Why Starting a New Job Isn’t a Big Deal Anymore

I got a new job. But it’s not a big deal.

I’ve had a lot of different jobs over the years. I’ve worked in a craft/party supplies store, in a costume shop, as a painter (of walls, not portraits), in various theaters, as a barista, as a restaurant host, and now in retail.

Starting this job has been easier for me than others. Basically, I’ve been pretty “meh” about the whole thing.

I’ve outlined my current life plan to you before – Get a job. Take classes. Study hard. Work. Save. This plan, of course, is meant to lead to something bigger and better – preferably something like a career in what I want to do. And while I’m still figuring that out, at least I have a plan of action. Upon the formation of this particular plan, all of the sudden, I wasn’t applying for what people probably consider the “real adult” types of jobs, but rather, basic part-time positions yet again. As I was applying, I kept in mind that working at whatever place accepted me would be temporary – it would simply be a means to an end, not the end.

When I was living in Minnesota, I felt as though all I did was work. For a good 4 months there I was working close to 55 hours a week at two different jobs, on my feet all day. I came home feeling completely drained. I didn’t want to see or talk to anyone. I just wanted to retreat, to assume a horizontal position and completely veg out for the few hours I had left to spare in between shifts (most of those hours, I spent sleeping).

I had no direction, no goals in mind except to make rent that month.
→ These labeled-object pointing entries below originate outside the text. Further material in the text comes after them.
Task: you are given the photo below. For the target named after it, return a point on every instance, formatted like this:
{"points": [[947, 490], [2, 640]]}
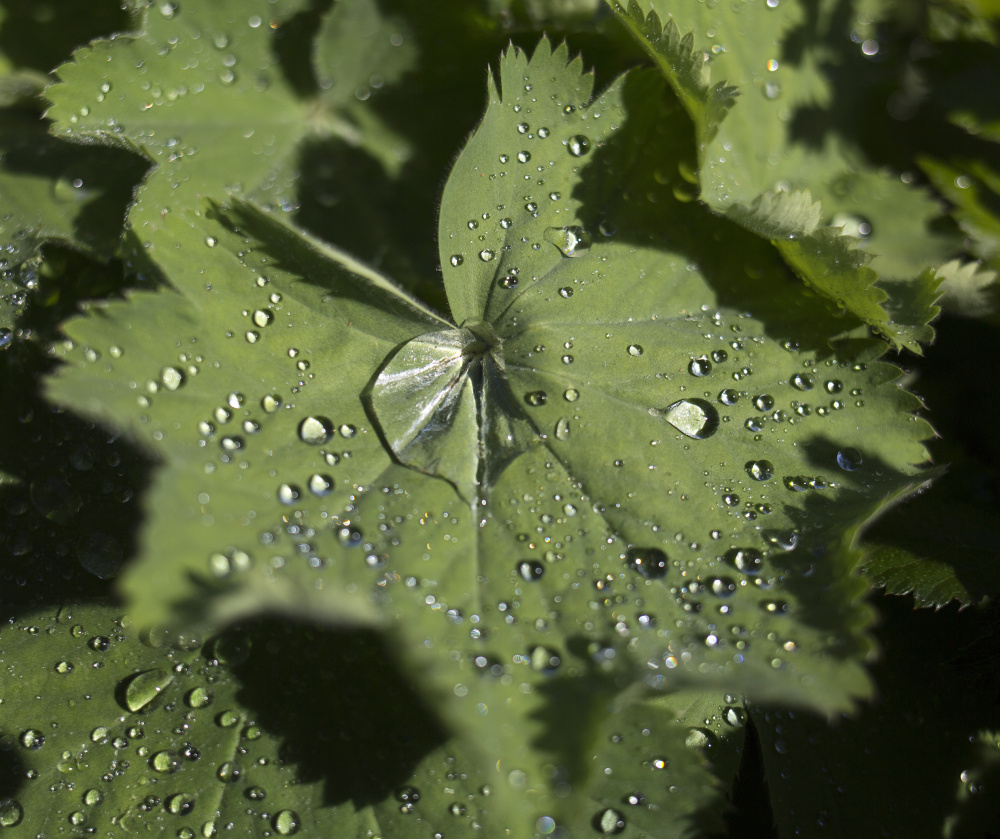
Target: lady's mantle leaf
{"points": [[748, 162], [699, 474], [273, 729]]}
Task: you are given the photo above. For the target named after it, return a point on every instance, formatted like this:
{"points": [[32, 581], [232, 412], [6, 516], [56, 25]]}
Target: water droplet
{"points": [[700, 366], [229, 772], [320, 485], [849, 459], [142, 688], [289, 493], [315, 430], [166, 762], [745, 560], [760, 470], [181, 804], [695, 418], [199, 697], [32, 738], [729, 396], [287, 822], [578, 145], [530, 570], [652, 563], [171, 377], [609, 822], [11, 812], [572, 241]]}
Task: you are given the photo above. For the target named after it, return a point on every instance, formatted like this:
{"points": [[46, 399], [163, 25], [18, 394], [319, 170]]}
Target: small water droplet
{"points": [[530, 570], [760, 470], [700, 366], [849, 459], [609, 822], [745, 560], [287, 822], [572, 241], [652, 563], [172, 378], [315, 430]]}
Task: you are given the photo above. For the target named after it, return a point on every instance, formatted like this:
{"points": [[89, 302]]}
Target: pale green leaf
{"points": [[968, 290], [684, 65], [198, 92], [275, 729], [752, 158]]}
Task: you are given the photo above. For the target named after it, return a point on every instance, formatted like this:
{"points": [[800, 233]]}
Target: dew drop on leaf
{"points": [[572, 241], [609, 822], [578, 145], [142, 688], [700, 366], [849, 459], [315, 430], [760, 470], [651, 563], [530, 570], [745, 560], [171, 377], [11, 812], [695, 418], [287, 822]]}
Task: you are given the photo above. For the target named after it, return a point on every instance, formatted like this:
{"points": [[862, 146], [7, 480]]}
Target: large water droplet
{"points": [[572, 241], [695, 418], [142, 688], [315, 430], [652, 563], [849, 459]]}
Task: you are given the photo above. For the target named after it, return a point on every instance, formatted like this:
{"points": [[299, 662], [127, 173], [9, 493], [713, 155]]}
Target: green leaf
{"points": [[684, 66], [198, 92], [750, 162], [859, 786], [276, 729], [968, 290], [52, 191], [632, 332]]}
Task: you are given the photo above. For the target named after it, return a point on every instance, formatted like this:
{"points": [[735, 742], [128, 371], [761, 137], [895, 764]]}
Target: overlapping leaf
{"points": [[758, 152], [737, 488]]}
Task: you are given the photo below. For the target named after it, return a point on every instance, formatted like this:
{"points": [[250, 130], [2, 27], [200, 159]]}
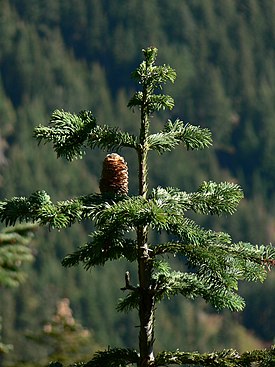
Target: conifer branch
{"points": [[173, 134], [106, 137], [225, 358], [115, 357], [68, 132]]}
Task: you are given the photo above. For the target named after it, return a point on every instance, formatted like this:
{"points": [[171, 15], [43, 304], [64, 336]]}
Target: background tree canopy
{"points": [[77, 55]]}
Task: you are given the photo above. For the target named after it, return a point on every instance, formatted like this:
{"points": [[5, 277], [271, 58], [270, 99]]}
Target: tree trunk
{"points": [[147, 299]]}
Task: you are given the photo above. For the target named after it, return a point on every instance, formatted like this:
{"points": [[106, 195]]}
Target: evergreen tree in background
{"points": [[124, 224], [14, 252]]}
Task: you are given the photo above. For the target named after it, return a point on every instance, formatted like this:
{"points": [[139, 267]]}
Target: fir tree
{"points": [[123, 223]]}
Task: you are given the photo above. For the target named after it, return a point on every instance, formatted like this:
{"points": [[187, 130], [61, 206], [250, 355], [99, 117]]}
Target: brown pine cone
{"points": [[114, 176]]}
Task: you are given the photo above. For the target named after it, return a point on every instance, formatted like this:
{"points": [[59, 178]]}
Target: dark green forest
{"points": [[79, 54]]}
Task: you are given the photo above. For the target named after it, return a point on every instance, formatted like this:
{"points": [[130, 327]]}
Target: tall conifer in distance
{"points": [[122, 222]]}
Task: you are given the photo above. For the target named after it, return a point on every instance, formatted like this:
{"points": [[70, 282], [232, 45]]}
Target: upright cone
{"points": [[114, 177]]}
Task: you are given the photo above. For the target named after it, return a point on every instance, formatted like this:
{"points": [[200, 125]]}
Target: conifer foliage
{"points": [[122, 223]]}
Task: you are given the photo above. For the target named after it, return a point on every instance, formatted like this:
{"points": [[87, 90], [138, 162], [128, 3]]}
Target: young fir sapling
{"points": [[215, 263]]}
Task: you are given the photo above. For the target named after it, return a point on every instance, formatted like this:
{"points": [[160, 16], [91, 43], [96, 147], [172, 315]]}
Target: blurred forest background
{"points": [[78, 54]]}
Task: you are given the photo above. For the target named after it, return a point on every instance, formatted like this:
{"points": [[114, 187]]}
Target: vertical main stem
{"points": [[147, 300]]}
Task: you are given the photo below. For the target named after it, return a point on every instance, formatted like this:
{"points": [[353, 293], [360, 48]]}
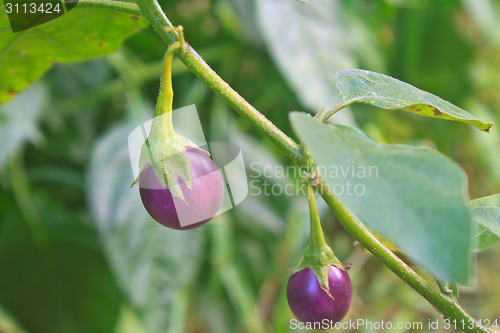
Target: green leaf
{"points": [[82, 33], [356, 85], [19, 121], [414, 197], [486, 213], [308, 44], [60, 285], [150, 261]]}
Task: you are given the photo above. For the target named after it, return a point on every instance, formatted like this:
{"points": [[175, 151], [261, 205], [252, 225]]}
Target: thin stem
{"points": [[119, 6], [316, 238], [152, 11]]}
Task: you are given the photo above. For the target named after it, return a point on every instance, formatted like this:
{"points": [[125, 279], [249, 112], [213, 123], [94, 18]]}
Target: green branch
{"points": [[120, 6], [152, 11]]}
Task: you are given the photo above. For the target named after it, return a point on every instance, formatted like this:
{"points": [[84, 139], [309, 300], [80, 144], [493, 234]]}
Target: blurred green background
{"points": [[77, 250]]}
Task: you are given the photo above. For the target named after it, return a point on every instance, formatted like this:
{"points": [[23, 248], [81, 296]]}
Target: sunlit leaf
{"points": [[151, 262], [414, 197], [356, 85], [82, 33]]}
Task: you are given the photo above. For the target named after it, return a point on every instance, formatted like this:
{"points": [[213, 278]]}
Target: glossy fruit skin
{"points": [[203, 199], [310, 303]]}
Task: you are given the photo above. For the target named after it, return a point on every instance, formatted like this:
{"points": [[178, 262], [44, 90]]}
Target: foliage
{"points": [[72, 232]]}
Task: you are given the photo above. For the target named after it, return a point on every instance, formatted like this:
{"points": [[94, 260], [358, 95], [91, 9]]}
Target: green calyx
{"points": [[164, 149], [318, 256]]}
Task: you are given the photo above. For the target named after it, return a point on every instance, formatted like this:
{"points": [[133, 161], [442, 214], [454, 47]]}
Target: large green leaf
{"points": [[59, 285], [80, 34], [414, 197], [19, 119], [356, 85], [151, 262], [486, 213]]}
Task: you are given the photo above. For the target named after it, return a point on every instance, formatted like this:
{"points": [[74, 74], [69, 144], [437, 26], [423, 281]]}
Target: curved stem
{"points": [[166, 94], [316, 238], [152, 11], [448, 306]]}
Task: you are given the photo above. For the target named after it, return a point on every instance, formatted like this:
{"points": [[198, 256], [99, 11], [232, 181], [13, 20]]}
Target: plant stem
{"points": [[119, 6], [448, 306], [163, 125], [316, 238], [323, 116], [152, 11]]}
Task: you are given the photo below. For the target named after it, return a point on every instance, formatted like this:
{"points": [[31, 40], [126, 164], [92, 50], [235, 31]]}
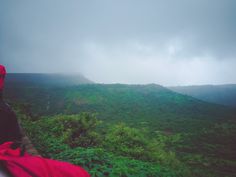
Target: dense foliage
{"points": [[129, 130]]}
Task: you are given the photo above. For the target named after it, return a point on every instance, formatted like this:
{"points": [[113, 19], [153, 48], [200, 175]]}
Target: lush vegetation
{"points": [[128, 130], [219, 94]]}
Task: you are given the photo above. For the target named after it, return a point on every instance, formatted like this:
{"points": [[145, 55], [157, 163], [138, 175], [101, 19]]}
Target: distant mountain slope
{"points": [[219, 94], [45, 79], [150, 106]]}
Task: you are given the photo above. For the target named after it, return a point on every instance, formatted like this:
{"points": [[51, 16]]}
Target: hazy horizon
{"points": [[185, 42]]}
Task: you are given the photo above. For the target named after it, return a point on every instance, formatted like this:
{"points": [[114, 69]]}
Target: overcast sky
{"points": [[168, 42]]}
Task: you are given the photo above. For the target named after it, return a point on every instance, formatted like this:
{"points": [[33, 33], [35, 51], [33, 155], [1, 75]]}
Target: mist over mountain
{"points": [[56, 79], [219, 94]]}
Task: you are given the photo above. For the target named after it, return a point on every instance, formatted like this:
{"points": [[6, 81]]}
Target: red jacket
{"points": [[36, 166]]}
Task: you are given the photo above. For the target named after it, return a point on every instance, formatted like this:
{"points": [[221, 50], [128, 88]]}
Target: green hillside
{"points": [[219, 94], [128, 130], [139, 105]]}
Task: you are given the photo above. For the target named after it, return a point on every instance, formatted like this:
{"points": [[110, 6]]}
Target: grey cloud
{"points": [[99, 37]]}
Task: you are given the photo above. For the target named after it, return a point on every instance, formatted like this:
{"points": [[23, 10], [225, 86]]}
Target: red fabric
{"points": [[35, 166], [2, 74]]}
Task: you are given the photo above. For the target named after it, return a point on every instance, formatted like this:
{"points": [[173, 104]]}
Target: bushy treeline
{"points": [[118, 150]]}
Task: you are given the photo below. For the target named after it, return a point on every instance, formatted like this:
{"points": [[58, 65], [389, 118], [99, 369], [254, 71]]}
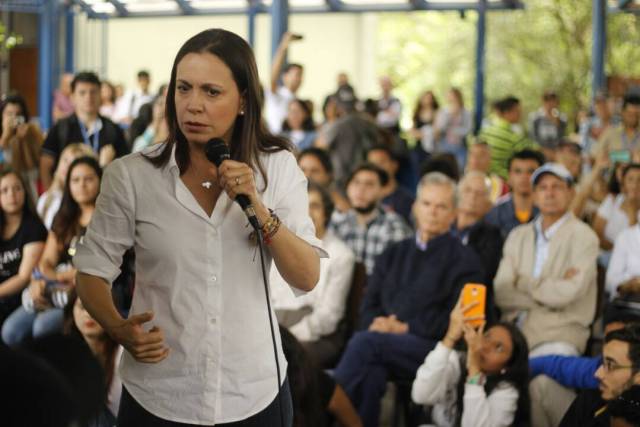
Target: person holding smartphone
{"points": [[20, 142]]}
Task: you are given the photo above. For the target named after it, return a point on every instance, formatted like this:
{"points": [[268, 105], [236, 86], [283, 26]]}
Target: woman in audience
{"points": [[108, 99], [623, 274], [314, 318], [21, 242], [487, 387], [20, 142], [618, 212], [452, 126], [424, 117], [49, 201], [316, 166], [316, 397], [79, 323], [157, 131], [298, 127], [43, 302]]}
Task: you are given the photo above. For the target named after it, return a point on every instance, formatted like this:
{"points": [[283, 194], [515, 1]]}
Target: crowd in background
{"points": [[543, 214]]}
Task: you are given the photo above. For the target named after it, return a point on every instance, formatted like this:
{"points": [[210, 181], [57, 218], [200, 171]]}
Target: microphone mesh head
{"points": [[217, 151]]}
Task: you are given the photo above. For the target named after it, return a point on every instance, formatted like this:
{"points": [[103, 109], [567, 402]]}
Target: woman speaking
{"points": [[198, 339]]}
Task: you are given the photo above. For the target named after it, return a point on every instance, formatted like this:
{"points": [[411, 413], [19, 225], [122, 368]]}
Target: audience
{"points": [[389, 108], [622, 139], [86, 125], [453, 124], [21, 242], [316, 166], [479, 160], [279, 96], [503, 140], [546, 281], [366, 228], [487, 387], [49, 201], [128, 106], [548, 125], [474, 231], [394, 197], [20, 142], [616, 213], [79, 323], [413, 287], [517, 207], [43, 302], [298, 126], [314, 318], [617, 373]]}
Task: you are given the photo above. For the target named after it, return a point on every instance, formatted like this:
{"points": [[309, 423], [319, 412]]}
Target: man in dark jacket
{"points": [[414, 285], [620, 370]]}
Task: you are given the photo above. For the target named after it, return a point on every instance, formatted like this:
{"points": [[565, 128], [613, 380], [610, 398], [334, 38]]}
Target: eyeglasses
{"points": [[610, 366]]}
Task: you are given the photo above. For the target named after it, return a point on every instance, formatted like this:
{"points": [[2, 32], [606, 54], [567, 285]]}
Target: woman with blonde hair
{"points": [[20, 141], [49, 201]]}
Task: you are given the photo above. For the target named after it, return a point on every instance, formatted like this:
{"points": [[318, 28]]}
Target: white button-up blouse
{"points": [[201, 276]]}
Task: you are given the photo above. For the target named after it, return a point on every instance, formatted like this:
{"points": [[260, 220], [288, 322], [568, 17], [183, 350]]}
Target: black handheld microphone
{"points": [[217, 152]]}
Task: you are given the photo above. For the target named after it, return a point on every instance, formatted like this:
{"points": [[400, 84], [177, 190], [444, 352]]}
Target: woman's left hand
{"points": [[473, 338], [237, 178]]}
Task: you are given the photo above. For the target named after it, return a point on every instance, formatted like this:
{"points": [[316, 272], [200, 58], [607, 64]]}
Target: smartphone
{"points": [[474, 292], [620, 156]]}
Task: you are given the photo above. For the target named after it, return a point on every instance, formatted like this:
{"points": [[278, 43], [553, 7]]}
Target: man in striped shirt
{"points": [[501, 136]]}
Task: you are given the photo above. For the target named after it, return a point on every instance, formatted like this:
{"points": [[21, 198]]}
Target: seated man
{"points": [[366, 228], [555, 379], [405, 311], [517, 207], [546, 281], [484, 238], [313, 318], [618, 372]]}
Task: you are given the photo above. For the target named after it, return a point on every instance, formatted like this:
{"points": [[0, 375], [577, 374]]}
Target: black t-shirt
{"points": [[67, 131], [30, 230]]}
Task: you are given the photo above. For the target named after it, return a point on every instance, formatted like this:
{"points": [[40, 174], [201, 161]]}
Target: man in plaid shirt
{"points": [[366, 228]]}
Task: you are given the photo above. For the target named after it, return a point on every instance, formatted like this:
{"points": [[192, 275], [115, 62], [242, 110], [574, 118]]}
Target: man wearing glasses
{"points": [[620, 369]]}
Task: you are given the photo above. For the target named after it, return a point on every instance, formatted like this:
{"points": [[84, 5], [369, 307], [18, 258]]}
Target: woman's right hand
{"points": [[456, 322], [144, 346], [36, 290]]}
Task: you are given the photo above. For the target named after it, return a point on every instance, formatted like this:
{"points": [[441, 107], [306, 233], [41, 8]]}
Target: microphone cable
{"points": [[265, 280]]}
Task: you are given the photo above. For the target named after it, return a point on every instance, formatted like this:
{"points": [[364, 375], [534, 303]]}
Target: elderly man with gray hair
{"points": [[474, 231], [414, 285]]}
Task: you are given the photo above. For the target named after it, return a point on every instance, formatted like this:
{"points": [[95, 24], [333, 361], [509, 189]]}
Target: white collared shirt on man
{"points": [[201, 276]]}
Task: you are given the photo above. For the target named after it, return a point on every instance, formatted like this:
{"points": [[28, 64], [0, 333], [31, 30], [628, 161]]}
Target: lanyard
{"points": [[95, 144]]}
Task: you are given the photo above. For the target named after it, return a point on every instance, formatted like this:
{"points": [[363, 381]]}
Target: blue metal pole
{"points": [[252, 24], [480, 53], [279, 22], [46, 62], [69, 42], [599, 45]]}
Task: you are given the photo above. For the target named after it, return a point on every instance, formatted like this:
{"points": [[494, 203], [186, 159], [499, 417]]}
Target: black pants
{"points": [[131, 414]]}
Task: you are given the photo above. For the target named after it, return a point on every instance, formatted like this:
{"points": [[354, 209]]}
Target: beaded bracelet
{"points": [[270, 227]]}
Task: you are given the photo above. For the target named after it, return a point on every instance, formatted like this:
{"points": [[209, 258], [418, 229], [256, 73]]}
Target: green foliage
{"points": [[546, 46]]}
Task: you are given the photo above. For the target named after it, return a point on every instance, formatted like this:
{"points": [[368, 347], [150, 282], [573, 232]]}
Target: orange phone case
{"points": [[474, 292]]}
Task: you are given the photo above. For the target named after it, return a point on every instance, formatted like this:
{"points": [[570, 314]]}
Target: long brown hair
{"points": [[250, 135], [66, 223]]}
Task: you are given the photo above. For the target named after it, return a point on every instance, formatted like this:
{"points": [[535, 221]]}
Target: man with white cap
{"points": [[546, 281]]}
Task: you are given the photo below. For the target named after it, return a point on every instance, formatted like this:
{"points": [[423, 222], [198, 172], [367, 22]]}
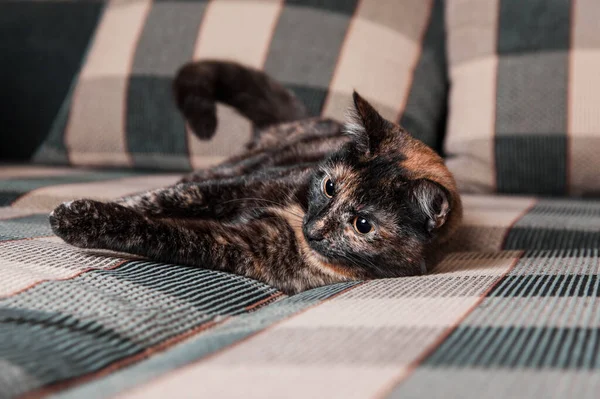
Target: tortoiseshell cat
{"points": [[306, 205]]}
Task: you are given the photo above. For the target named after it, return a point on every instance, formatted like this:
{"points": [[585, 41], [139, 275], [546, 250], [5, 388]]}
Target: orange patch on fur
{"points": [[293, 215]]}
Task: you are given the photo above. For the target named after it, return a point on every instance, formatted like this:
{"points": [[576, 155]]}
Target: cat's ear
{"points": [[433, 201], [366, 126]]}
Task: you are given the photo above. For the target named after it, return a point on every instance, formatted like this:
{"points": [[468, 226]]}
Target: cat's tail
{"points": [[198, 86]]}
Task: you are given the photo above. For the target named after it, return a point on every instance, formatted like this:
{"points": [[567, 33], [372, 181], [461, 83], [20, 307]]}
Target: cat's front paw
{"points": [[83, 222]]}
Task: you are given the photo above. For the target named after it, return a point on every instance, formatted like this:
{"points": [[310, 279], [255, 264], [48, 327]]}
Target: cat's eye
{"points": [[362, 225], [328, 187]]}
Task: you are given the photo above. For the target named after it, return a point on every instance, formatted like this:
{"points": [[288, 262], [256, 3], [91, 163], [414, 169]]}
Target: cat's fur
{"points": [[266, 213]]}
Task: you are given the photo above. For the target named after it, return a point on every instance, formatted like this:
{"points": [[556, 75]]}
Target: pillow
{"points": [[119, 111], [524, 104]]}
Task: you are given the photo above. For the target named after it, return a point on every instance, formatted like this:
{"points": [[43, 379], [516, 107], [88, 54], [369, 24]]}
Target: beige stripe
{"points": [[487, 220], [96, 120], [14, 172], [471, 37], [584, 98], [6, 212], [270, 381], [494, 211], [29, 262], [220, 37], [377, 60], [47, 198], [258, 371]]}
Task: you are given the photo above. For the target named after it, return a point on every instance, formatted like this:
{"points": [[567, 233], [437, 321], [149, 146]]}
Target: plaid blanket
{"points": [[511, 311]]}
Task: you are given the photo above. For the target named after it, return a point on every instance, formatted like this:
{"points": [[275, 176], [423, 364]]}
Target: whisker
{"points": [[283, 206]]}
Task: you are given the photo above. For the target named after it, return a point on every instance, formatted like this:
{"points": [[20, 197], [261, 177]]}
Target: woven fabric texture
{"points": [[525, 96], [511, 310], [119, 110]]}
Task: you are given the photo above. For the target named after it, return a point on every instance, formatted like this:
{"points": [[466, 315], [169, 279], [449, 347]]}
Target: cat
{"points": [[309, 203]]}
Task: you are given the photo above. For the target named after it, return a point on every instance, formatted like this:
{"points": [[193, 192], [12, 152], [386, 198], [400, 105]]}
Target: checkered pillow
{"points": [[120, 112], [525, 96]]}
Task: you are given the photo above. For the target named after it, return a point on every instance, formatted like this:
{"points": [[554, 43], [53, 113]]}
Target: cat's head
{"points": [[380, 202]]}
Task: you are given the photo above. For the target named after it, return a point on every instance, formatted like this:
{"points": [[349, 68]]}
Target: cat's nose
{"points": [[313, 234]]}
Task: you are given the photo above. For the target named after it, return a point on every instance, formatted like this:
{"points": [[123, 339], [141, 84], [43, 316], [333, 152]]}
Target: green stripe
{"points": [[204, 344]]}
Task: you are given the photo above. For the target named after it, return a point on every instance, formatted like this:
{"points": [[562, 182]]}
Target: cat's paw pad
{"points": [[78, 222]]}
I had completely stopped thinking ahead and attempting to figure my life out.

So I suppose, with this new mindset, I should be grateful to live at home for a while, to at least have some income coming my way, to have the time to think about my future, no matter how daunting it is. I need to remember that no matter how stuck I may feel right now, I am no where near how stuck I felt then. Baby steps.

When I started those jobs hosting and making coffee, I was extremely nervous. At the interviews I was shaking like a leaf.

The thought of serving customers was petrifying to say the least. I didn’t consider myself capable of dealing with customers that love the thrill of confrontation or impromptu enough to provide adequate solutions to problems. It took me months to begin to feel comfortable with the whole “customer service” dealio. 

This new job, from beginning to end has been the epitome of “no big deal.” I wasn’t even nervous for the interview. On my first day of work, I had no feelings of wanting to run away forever (this is significant because usually whenever I start anything new, I just want to retreat to a dark corner and never emerge again). When I found out I got the job, I didn’t feel this overwhelming sense of triumph because I knew I would get it. The only sense of triumph I feel is at the fact that I am remaining so blasé about the whole thing.

When I was studying abroad in London about to start my internship at a local theater, my instructors were introducing me to the key differences in American workplaces versus those of the United Kingdom. At the risk of making broad generalizations, the major difference was this: Americans, they said, often have a “live to work” attitude – that we put a huge emphasis on career in terms of our overall identity. The British, on the other hand, have more of a “work to live” mindset – that everyone has a job that they do in order to pay for the things that they need and want to live a happy life. Work, to them, is (as I currently think of it) simply a means to an end. When they are off the clock, they do not think or talk about their jobs. It is not inherently part of who they are, but simply a mild inconvenience in which everyone must participate in order to make a living.

I do not intend on abandoning my passions for jobs I care nothing about. I simply mean to iterate that we live in a world where, upon graduation, we are all subject to serving our time – to climbing the ladder slowly but surely until we arrive (hopefully) where our passion lies. I have a ways to go in that department and many more rungs in the ladder to surmount. Therefore, in the meantime, I choose this alternate way of thinking.

So, I will take five hours out of my life to go to work tonight. And while I would much rather sit at home watching Stranger Things on Netflix, I will take comfort in the fact that as the hours pass, I will at least be making a little more than minimum wage, and that where I am now, is better than where I was before.